Quand un visage disparaît, que reste-t-il du sacré ?
- Rédaction Logos

- 14 déc. 2025
- 3 min de lecture
Par Gilles Brand - Rédacteur LOGOS

Il suffit parfois d’un détail, un visage absent, une silhouette réduite à des étoffes — pour que tout un débat sur l’époque se cristallise. La crèche de Bruxelles, dépouillée de traits humains au nom de l’inclusion et de l’universalité, a déclenché un tumulte qui dépasse largement l’objet posé sur la Grand-Place.
Mais au fond, ce tumulte n’est pas nouveau. Il touche à quelque chose de plus profond : la question du sacré dans un monde qui doute de lui-même.
Le visage : ce que nous ne savons plus regarder
Le visage est l’un des signes les plus anciens de reconnaissance humaine. C’est par lui que nous accueillons l’autre, que nous le reconnaissons, que nous le comprenons.
Levinas disait que « le visage de l’autre m’oblige ».Il oblige à voir l’humanité dans ce qui se présente devant nous.
Lorsque la crèche retire les visages, ce n’est pas seulement une décision esthétique.
C’est une question posée : Que devient une histoire lorsqu’on en retire les traits ?Que devient une tradition lorsqu’elle n’a plus de regard pour nous regarder en retour ?
Les artistes répondent : on gagne en universalité.
Certains citoyens répliquent : on y perd l’incarnation.
Et la question reste entière.
Entre héritage et sensibilité : la tension moderne
Notre époque oscille entre deux exigences contradictoires :
préserver ce qui nous précède,
et accueillir ce qui vient, ce qui change, ce qui s’ouvre.
Cette oscillation se voit dans la crèche comme dans quantité d’autres débats.
Chaque tradition devient, à un moment, un miroir :qu’est-ce que nous voulons encore transmettre ?
La crèche bruxelloise tente d’universaliser un récit millénaire.
Elle affirme : la naissance, la tendresse, la vulnérabilité appartiennent à tout le monde.

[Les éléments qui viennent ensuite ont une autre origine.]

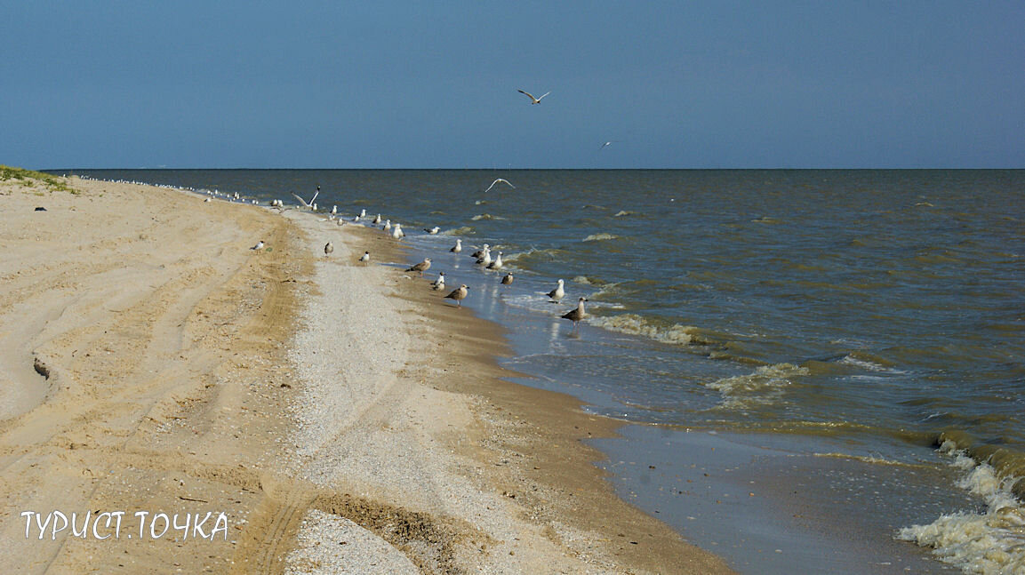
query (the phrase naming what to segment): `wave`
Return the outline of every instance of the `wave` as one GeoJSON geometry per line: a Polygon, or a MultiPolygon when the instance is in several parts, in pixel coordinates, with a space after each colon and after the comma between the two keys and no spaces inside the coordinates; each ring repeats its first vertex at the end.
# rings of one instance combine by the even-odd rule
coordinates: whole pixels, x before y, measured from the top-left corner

Mais en retirant les visages, elle retire aussi ce que la tradition chrétienne a toujours mis au centre :Dieu fait homme, c’est-à-dire un Dieu avec un visage.
La modernité veut le symbole. La tradition veut la personne. Les deux ont raison, et pourtant elles peinent à se comprendre.
Neutraliser le sacré : symptôme ou évolution ?
Il est tentant d’y voir un signe de dilution culturelle, de neutralisation de tout ce qui dépasse la simple fonction décorative. Mais ce serait peut-être une erreur de lecture.
La question n’est pas :« La crèche a-t-elle un visage ? »Mais plutôt :« Avons-nous encore un espace pour le sacré, quel qu’il soit, dans nos villes, nos débats, nos sensibilités ? »
Car le sacré n’est pas une affaire de religion. Le sacré est ce qui résiste à la marchandisation totale, ce qui impose une pause, ce qui fait naître un silence intérieur.
Peut-être que ce qui dérange n’est pas tant le minimalisme de la crèche que l’impression qu’elle témoigne d’un monde qui a peur d’affirmer quelque chose avec clarté.
Le silence du visage absent
Et pourtant, ce silence peut aussi être une invitation. Une figure sans traits peut forcer le regard à chercher autre chose. À projeter, à interpréter, à imaginer. À entendre l’histoire autrement.
L’absence devient un appel. Non pas un effacement, mais une ouverture.
Peut-être est-ce cela qui nous trouble :le sacré n’est pas quelque chose qu’on décide, mais quelque chose qui surgit, même d’un visage absent.
En guise de conclusion : la crèche comme symptôme de nous-mêmes
Cette controverse n’est pas une guerre culturelle. C’est une question anthropologique :qu’est-ce qui fait encore signe, pour nous, dans un monde saturé d’images ?
Une crèche sans visages n’est ni une offense, ni une victoire .C’est un révélateur.
Elle nous montre que nous vivons une époque où l’on hésite entre figurer le monde et le simplifier, entre assumer nos héritages et les rendre plus neutres, plus lisses, plus universels.
À chacun de décider si, dans ce mouvement, nous gagnons en ouverture ou nous perdons en incarnation.
Mais une chose demeure :la question du visage reste la question de l’humain.
Et tant que cette question continue d’émouvoir, c’est que tout n’est pas perdu.